Ellsbury is one of three significant losses from Boston’s championship team, along with Stephen Drew and Jarrod Saltalamacchia. Any time you chip away at a World Series team it hurts and there are growing pains.
Grady Sizemore/Jackie Bradley, Xander Bogaerts, and Pierzynski are the replacements and they have, to some degree, been suitable.
Drew was steady and sure and gave the pitchers peace of mind. He had some big-hit capabilities. Ellsbury had elite skills. Pierzynski has made up for Saltalamacchia’s loss.
Ellsbury, who DH’d Wednesday night, is batting third now for the Yankees with Mark Teixeira on the disabled list. Ellsbury is a dynamic player with power and that will likely shine through with the short porch in right at Yankee Stadium.
The Red Sox aren’t adept at holding runners. Manager John Farrell stressed the need for pitchers to keep Ellsbury close to the bag.
The Red Sox have the book on Ellsbury. They know his strengths and weaknesses. They know his tendencies on the basepaths. They know what he looks for in a pitcher’s delivery and to take that extra step lead. With all of those advantages, can they still stop him?

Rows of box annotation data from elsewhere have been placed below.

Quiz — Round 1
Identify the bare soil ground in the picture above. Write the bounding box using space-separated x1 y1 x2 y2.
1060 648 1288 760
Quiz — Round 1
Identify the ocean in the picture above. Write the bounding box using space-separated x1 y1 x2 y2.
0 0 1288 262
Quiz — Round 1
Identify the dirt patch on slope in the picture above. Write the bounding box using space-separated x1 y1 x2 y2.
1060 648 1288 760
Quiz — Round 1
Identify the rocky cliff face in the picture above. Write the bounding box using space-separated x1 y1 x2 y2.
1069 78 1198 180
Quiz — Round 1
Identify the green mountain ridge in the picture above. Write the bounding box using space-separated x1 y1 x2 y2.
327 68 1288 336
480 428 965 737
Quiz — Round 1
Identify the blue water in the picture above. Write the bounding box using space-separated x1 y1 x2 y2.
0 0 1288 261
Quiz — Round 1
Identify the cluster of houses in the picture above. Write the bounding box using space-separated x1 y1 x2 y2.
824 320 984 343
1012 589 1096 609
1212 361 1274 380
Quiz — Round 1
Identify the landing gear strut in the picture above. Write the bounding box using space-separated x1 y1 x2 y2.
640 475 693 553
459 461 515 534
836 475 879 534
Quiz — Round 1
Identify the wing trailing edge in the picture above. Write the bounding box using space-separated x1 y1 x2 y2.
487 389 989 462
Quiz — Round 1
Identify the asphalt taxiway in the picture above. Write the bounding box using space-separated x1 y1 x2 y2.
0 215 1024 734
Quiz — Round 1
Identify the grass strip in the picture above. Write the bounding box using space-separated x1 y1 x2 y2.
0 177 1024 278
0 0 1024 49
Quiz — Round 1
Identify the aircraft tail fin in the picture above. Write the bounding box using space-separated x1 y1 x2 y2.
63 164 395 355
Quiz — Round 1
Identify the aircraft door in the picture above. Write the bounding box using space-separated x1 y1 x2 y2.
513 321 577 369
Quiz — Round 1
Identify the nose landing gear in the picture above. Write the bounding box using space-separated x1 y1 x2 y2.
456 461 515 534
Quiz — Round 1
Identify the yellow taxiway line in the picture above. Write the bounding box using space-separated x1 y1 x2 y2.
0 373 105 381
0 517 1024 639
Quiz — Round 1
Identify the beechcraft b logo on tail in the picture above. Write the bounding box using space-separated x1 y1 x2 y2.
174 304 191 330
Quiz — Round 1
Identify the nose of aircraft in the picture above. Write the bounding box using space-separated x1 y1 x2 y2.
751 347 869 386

It won’t be easy. Ellsbury, who missed a week toward the end of spring training with a hamstring strain, drew comments from critics about his injury history.
Ellsbury kept telling people he was not going to miss Opening Day, and he didn’t.
“I’ve never seen him look better,” one American League scout who has watched the Yankees a lot said Wednesday at Fenway. “He looks very confident at the plate. He doesn’t seem out of place in the No. 3 hole, and any time he’s on base, whether it’s leading off or wherever he bats, he’s going to be a threat to steal.
“This is a great signing by the Yankees. You can hem and haw it’s a lot of money. Of course it is. But for the first few years of this contract, and who knows, maybe for its entirety, this guy does things that nobody else can do.’’
The Red Sox knew Ellsbury could fly off to the Yankees, and within 48 hours of starting negotiations, agent Scott Boras had a deal he couldn’t refuse.
“There’s a reason he got all that money,” David Ross said. “He’s a dynamic player. There’s a ton of tricks but eventually you just have to throw strikes [to the next hitter], throw over, pitch out some. You can do everything right and he’ll still steal the bag.
“Our coaching staff doesn’t pitch out much, but I’m sure we’ll do it some. Our pitchers have to be conscious of him. [Buchholz] throws over there a ton, anyway. We have a four-game set. [John Lackey] is someone who he’ll try to run on. Lack is doing a better job of mixing up his looks this year. We’ll have a game plan. First game plan, for me, is keeping him off the basepaths.’’
Ross added, “Ellsbury was the big reason our offense was so dynamic last year. He’s disruptive. He’d get on base and make everyone aware. All the attention, and sometimes too much of the attention, was on him. If you lose a little bit of that concentration or focus you can take advantage of that as an offense.”
Ross said he’ll listen to what the coaching staff has planned for Ellsbury, but he said, “Up and away is probably a good place [to pitch him] in their ballpark. He’s a really good player when he’s healthy. Maybe some stuff cutting in on him; maybe front-hip him some.”
Ross is big on numbers, so he’ll look at where Ellsbury is vulnerable to certain pitches and locations.
Right now, Ellsbury doesn’t appear to be vulnerable to anything.
“Both when I was in Chicago and Texas, I thought we did a good job with him on the bases,” Pierzynski said. “The big thing is to get him out and avoid the base running thing. Once he gets on base, his game elevated to another level. So you have to take that away.”
So, that’s the first step. Keep him off first.
The Red Sox don’t want to see Ellsbury do the things he did against so many other teams. Remember when he stole home against Andy Pettitte?
They don’t want to be the next victim.
It’s bad enough to lose him. Now you have to game-plan for him 19 times.